“Out beyond ideas of wrongdoing and rightdoing, there is a field. I will meet you there.” Rumi
Whack! Whack! The noise must have been loud and disturbing coming from her young son’s room. “What could be happening?”, my mother must have wondered. So the story goes, she walked into my room and there, lying on the floor, were slats from my crib which I had banged out with my hard head and me crawling out of the confinement, escaping. I wanted “outside”!
The earliest story my older sister recalls about me is my yelling, “I want outside!”, even when I was outside in the big fenced back yard they’d prepared for me. There are two things going on in the world, according to some noted psychologists: Abandonment and Engulfment. The fear of being left behind versus the fear of being smothered by the excessive attention of someone else.

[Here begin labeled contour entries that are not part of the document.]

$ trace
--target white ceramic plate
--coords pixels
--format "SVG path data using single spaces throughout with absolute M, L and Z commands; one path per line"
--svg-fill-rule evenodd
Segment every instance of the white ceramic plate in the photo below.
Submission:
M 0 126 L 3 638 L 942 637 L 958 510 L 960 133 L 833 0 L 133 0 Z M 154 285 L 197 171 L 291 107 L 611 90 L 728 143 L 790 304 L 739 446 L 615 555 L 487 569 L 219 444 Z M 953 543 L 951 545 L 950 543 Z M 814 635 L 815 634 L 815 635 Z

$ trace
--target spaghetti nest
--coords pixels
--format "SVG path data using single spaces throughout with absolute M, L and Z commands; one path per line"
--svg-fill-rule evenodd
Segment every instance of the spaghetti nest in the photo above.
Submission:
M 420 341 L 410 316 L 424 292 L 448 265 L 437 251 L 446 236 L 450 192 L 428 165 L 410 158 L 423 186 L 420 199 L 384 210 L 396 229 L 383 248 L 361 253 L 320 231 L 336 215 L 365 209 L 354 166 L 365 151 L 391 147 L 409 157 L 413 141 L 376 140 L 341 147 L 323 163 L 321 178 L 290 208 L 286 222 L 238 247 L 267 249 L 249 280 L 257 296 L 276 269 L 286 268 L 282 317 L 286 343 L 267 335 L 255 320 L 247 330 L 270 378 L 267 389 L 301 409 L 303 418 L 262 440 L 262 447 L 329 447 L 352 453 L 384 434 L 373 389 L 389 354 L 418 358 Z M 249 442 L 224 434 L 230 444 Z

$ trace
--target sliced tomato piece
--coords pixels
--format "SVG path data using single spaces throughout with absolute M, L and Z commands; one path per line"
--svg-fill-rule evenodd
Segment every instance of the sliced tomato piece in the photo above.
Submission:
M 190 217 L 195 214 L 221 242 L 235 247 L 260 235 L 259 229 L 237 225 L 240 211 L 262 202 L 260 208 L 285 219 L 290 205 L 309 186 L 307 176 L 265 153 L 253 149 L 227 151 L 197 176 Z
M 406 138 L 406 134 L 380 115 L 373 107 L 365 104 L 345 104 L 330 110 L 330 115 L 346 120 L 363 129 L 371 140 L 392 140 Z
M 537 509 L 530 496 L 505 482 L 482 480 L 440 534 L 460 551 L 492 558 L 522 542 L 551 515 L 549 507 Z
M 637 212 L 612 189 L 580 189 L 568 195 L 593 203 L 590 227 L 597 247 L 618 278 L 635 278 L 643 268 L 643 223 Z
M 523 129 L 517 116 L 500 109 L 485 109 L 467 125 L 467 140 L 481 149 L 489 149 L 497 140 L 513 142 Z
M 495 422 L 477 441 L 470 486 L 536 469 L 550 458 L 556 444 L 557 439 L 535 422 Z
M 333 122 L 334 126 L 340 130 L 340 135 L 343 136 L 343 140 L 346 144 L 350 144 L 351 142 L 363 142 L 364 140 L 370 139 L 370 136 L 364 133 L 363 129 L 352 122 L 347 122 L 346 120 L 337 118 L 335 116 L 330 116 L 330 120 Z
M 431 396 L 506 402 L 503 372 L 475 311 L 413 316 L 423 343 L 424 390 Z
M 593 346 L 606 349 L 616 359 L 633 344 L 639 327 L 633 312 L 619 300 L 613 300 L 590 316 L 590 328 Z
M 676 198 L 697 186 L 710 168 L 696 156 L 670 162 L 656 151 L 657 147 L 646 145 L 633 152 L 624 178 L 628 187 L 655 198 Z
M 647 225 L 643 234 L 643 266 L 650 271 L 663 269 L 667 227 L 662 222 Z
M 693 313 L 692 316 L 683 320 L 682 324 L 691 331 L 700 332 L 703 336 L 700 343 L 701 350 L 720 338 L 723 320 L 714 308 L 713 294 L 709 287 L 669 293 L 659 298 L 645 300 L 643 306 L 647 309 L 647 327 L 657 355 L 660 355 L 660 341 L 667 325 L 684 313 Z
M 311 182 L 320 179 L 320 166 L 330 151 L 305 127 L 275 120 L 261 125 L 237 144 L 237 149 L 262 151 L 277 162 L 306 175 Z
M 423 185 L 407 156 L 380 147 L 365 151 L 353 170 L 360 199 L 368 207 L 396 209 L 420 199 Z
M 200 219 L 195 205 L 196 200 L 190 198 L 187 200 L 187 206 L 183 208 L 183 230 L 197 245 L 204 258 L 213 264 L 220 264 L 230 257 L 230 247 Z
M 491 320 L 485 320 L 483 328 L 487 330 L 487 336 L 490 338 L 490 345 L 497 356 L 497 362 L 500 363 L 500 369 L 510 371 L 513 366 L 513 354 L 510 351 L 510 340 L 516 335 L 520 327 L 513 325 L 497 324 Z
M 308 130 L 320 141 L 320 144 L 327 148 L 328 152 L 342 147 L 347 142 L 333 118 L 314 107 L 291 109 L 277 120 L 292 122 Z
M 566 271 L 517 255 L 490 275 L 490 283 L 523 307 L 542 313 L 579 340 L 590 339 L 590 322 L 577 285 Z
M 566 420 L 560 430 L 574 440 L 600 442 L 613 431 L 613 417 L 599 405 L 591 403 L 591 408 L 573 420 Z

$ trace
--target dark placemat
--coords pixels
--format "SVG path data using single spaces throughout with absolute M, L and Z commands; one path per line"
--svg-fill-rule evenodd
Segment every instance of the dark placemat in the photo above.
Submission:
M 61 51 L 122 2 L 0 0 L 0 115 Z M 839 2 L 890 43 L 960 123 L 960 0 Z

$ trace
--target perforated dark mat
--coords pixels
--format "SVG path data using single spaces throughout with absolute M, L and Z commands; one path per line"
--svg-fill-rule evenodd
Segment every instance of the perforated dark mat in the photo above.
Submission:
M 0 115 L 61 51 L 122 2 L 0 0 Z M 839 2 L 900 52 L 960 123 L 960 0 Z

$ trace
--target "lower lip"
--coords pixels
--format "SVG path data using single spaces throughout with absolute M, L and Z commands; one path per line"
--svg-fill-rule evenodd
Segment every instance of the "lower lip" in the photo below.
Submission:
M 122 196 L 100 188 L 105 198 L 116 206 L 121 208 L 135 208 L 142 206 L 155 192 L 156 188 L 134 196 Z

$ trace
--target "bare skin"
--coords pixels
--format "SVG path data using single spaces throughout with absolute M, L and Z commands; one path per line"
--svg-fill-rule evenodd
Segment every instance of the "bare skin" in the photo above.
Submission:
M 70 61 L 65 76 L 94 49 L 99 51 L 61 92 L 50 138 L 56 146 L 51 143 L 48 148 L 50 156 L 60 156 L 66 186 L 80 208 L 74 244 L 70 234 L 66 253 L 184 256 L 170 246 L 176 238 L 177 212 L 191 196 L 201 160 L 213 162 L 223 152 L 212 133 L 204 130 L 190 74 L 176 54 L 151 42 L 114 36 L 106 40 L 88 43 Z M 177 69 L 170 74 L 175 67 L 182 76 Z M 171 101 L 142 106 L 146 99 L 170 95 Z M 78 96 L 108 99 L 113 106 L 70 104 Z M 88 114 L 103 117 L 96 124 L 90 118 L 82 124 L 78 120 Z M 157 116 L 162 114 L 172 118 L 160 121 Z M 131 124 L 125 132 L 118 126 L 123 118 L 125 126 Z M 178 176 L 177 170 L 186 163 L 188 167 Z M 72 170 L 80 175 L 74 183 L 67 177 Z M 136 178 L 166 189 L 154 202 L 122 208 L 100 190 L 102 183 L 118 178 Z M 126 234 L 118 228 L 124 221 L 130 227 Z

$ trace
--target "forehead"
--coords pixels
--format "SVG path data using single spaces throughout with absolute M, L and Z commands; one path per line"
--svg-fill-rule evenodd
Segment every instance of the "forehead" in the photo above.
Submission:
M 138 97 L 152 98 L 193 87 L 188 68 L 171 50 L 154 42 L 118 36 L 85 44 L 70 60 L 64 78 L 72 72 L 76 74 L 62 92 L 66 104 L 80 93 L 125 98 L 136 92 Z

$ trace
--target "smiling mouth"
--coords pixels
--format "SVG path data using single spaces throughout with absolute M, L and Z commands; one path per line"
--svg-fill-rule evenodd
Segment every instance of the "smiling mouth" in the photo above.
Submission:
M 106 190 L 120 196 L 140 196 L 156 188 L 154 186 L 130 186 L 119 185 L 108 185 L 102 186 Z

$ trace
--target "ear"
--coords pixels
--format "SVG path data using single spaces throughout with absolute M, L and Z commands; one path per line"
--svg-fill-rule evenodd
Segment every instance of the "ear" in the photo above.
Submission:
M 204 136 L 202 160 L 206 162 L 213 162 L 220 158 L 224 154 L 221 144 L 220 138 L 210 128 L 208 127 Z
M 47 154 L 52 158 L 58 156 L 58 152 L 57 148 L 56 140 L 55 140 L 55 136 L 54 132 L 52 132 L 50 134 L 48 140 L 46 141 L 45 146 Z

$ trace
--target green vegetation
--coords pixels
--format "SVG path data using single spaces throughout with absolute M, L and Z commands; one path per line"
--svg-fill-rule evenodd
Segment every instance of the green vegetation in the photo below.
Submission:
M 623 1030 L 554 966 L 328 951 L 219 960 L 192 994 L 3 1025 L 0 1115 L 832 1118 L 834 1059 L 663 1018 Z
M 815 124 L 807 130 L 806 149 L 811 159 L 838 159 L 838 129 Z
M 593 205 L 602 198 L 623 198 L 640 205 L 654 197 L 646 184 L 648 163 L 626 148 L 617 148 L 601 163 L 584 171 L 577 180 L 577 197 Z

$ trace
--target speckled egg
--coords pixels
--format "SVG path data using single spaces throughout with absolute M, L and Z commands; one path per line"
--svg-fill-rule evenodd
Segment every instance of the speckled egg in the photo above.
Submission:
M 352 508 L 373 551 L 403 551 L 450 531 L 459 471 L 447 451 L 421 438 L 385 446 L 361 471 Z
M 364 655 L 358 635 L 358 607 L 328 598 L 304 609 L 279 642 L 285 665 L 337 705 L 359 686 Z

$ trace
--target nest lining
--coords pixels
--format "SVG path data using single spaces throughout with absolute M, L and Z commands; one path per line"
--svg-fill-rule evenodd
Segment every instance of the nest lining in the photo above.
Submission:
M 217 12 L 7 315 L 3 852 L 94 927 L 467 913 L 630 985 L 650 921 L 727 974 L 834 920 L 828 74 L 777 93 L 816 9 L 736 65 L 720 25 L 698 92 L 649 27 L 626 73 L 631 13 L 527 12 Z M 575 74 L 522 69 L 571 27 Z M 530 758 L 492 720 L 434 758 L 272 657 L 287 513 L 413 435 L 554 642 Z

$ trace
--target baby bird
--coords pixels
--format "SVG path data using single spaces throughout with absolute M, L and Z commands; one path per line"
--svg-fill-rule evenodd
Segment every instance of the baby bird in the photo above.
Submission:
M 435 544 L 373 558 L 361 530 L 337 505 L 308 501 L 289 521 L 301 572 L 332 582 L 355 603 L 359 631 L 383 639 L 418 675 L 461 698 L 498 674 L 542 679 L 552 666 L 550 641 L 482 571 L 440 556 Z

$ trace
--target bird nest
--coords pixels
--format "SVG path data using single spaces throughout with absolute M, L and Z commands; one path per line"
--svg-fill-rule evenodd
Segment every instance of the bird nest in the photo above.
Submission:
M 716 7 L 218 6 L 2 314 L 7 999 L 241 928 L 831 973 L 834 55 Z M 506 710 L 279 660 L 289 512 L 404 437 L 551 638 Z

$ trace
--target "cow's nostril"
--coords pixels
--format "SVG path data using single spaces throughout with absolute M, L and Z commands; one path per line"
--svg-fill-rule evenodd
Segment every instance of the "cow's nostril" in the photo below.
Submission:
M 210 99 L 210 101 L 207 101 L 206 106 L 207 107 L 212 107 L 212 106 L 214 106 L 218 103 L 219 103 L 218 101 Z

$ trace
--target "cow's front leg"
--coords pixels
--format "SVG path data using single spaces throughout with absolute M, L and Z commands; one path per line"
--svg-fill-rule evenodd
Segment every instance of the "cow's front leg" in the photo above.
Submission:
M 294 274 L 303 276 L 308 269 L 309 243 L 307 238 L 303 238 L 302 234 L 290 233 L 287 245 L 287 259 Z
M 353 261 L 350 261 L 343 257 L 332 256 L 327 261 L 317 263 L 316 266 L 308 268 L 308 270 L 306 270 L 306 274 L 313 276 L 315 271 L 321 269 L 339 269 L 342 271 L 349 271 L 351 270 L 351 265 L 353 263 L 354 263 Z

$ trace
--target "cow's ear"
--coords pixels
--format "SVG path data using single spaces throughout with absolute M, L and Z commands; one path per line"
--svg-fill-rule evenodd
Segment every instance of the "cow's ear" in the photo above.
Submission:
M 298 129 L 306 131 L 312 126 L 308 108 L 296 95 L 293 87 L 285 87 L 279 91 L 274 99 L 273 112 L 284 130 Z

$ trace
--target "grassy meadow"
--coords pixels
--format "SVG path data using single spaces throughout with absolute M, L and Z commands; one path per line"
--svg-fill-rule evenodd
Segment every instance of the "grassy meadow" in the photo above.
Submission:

I guess I made it clear in the earliest days that abandonment was not my issue. Now, all these years later, the issue is the same. While I love and value my close relationships, the thought of being captive to anyone else’s needs, desires or demands makes me want to escape. I’m sure I’m not alone in this fear! And, lest we forget or deny, there is the component to relationship where attending to the needs and desires of another is exactly the thing to do.
How then do we maintain healthy relationships over time? With help from some very wise people, I found the middle ground between the two, abandonment and engulfment. There is a meeting place where our universal fear of being abandoned and our personal fear of being engulfed meet, a place beyond being right and wrong, beyond arbitrary concepts of my way or the highway. I’ll meet you there.
I love Rumi’s poetry. It was introduced to me by a guy from the middle east for whom Rumi was the epitome of the spiritual seeker. I like the word apologue but did you mean “epilogue”?
Ah ha! Now you’ve taught me a word. Yes, apologue it is and I didn’t even know that’s what I was writing. Thank you.